Remeha
W21/28 ECO
8
INSTALLATIEVOORSCHRIFT VOOR DE GASTECHNISCHE INSTALLATEUR
8.1 Gasaansluiting
Het toestel moet op de gasleiding worden aangesloten overeenkomstig de in de NEN
3028 gestelde eisen. In de nabijheid van het toestel dient een gashoofdkraan te
worden opgenomen. De gasaansluiting bevindt zich aan de onderzijde van het toestel
(zie Afb 03 en Afb 04).
Geadviseerd wordt in de gastoevoerleiding een gasfilter op te nemen.
8.2 Gasdrukken
De verbruiksvoordruk dient bij aardgas volgens de keuringseisen 20 tot 30 mbar te
bedragen.
De maximale gasvoordruk mag 30 mbar bedragen. De branderdrukinstelling voor
aardgas L is op de fabriek uitgevoerd.
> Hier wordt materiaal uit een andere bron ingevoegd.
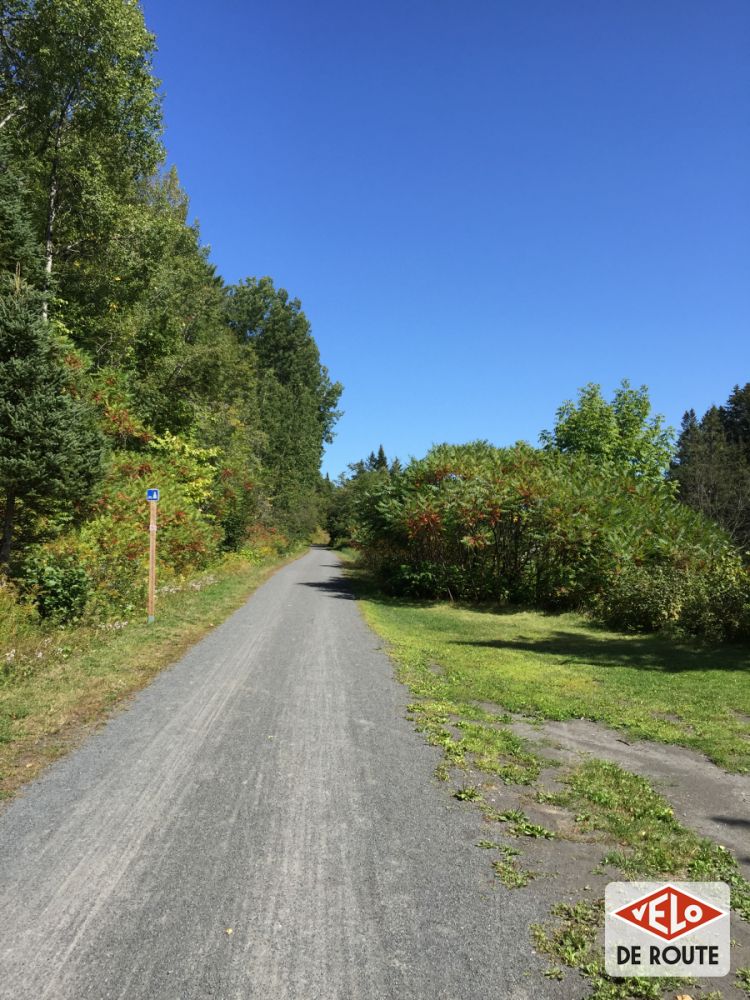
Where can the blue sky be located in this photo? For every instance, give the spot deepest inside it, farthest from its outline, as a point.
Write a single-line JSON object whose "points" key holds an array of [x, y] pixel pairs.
{"points": [[481, 206]]}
Voor propaan is een ombouwset met ombouwin-
structie verkrijgbaar.
8.3 Gas-/luchtverhoudingsregeling
Het toestel is voorzien van een gas-/luchtverhoudingsregeling. Doel van de gas-
/luchtverhoudingsregeling is, dat bij een variërende belasting de verhouding tussen de
gas- en luchthoeveelheid in de brander altijd zo optimaal mogelijk gehouden wordt.
Hiermee wordt een schone en betrouwbare verbranding zekergesteld over het gehele
belastingsbereik. Tevens wordt hiermee een hoog deellastrendement zekergesteld.